I have had more than a few clients enlist my assistance not to help them lose weight, but rather to help them get their toddler to eat…anything! They don’t call the period in a child’s life the “terrible twos” for nothing. These early years are a time of rapid growth for a child, where many physical and cognitive changes are occurring. They are beginning to assert their independence through walking (away from you), talking (saying no), and eating (or not eating) whatever they darn well please. What’s a parent to do?
First off, relax. Stages are just that: stages. Your little one will grow out of it, some sooner than others. Here are some tried and true guidelines to get your tiny devil – er, I mean angel, to eat:
- Children are copycats – if you stick out your tongue at certain foods, or only eat junk, guess what they are going to do? Be a role model (even if you don’t feel like it!).
- Stop their snacking at least 1 to 2 hours before meals and even longer for older children.
- Ride out the “food jags”. Food Jags are where a child eats one or two things, and that’s it. Keep giving it to them. They’ll snap out of it eventually, and you’ll be able to introduce other foods before you know it.
- Everyone must sit at a table at mealtimes – this includes even the littlest children. Eating at set times with the whole family fosters normalcy, comfort and stability for a child, and in turn, they will develop healthy food behaviors.

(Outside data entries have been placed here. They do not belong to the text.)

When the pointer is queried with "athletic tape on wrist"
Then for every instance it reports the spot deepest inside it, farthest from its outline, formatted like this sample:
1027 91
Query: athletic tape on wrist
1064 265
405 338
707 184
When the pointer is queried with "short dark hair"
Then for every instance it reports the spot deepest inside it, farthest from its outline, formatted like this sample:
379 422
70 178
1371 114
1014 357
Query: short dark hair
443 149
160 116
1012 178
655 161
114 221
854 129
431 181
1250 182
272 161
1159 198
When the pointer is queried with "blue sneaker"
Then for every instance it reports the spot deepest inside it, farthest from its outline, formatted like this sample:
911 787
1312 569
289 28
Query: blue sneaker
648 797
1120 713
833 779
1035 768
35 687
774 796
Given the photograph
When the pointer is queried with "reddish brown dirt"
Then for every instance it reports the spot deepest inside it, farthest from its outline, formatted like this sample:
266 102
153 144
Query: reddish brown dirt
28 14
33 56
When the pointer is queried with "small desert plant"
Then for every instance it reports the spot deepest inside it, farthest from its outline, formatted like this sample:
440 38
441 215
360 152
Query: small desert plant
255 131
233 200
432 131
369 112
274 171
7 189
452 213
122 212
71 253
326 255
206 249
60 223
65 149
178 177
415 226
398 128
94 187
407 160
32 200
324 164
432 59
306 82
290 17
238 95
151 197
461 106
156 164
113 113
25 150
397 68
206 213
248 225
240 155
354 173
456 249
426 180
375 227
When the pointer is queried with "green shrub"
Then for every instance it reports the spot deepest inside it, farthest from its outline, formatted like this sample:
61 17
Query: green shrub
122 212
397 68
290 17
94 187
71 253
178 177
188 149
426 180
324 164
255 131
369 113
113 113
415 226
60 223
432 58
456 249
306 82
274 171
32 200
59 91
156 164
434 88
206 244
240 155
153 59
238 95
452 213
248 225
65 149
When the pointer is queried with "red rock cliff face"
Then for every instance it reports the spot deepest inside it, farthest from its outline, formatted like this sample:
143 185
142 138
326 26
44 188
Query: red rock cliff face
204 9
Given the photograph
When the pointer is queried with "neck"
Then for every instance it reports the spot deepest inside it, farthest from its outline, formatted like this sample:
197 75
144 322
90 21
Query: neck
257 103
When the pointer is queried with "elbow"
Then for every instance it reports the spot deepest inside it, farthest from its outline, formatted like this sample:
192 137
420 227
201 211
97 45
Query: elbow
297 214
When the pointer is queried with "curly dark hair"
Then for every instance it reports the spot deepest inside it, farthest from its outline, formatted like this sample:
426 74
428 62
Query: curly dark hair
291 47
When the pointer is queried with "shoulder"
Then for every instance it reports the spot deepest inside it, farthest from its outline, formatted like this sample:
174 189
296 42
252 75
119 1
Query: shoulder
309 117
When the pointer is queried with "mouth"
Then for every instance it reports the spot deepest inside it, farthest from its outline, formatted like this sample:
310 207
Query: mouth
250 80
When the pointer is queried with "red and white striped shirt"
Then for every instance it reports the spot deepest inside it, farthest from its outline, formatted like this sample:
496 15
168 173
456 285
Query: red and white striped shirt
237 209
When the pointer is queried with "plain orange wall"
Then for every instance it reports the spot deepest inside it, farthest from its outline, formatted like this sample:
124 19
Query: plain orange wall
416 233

- If he or she throws a tantrum at the table (screams, throws food, refuses to eat), this is more than likely a ploy to get your attention – don’t give in. Look the child squarely in the eye, make a positive comment about the food, encourage them to eat it, and then leave them alone. Direct the conversation to another topic with the other family members, and continue with the meal. Pretty soon they’ll get the hint that sort of behavior at the table isn’t tolerated.
- Seek input from the child (and other family members) about what they like to eat. Plan meals around these preferred items (assuming they are not just cake and ice cream!). Involving even the smallest children in mealtime decisions makes them feel important, and they in turn will eat better because of it.
- On the other hand – don’t be a short order cook. Nothing frustrates me more than seeing my friends cook 3 or 4 different meals for their family. One meal. For everyone. Period. (Seriously, did your mom cook you and your siblings something different than from what she and your father ate? Doubtful.).
- Don’t force food. Prompt a child to eat what is served. If they refuse to eat or say they don’t like it, encourage them to eat it, state how good it is for them and that it is tasty, and leave it at that. I promise you, your children will not starve to death for refusing a meal or two.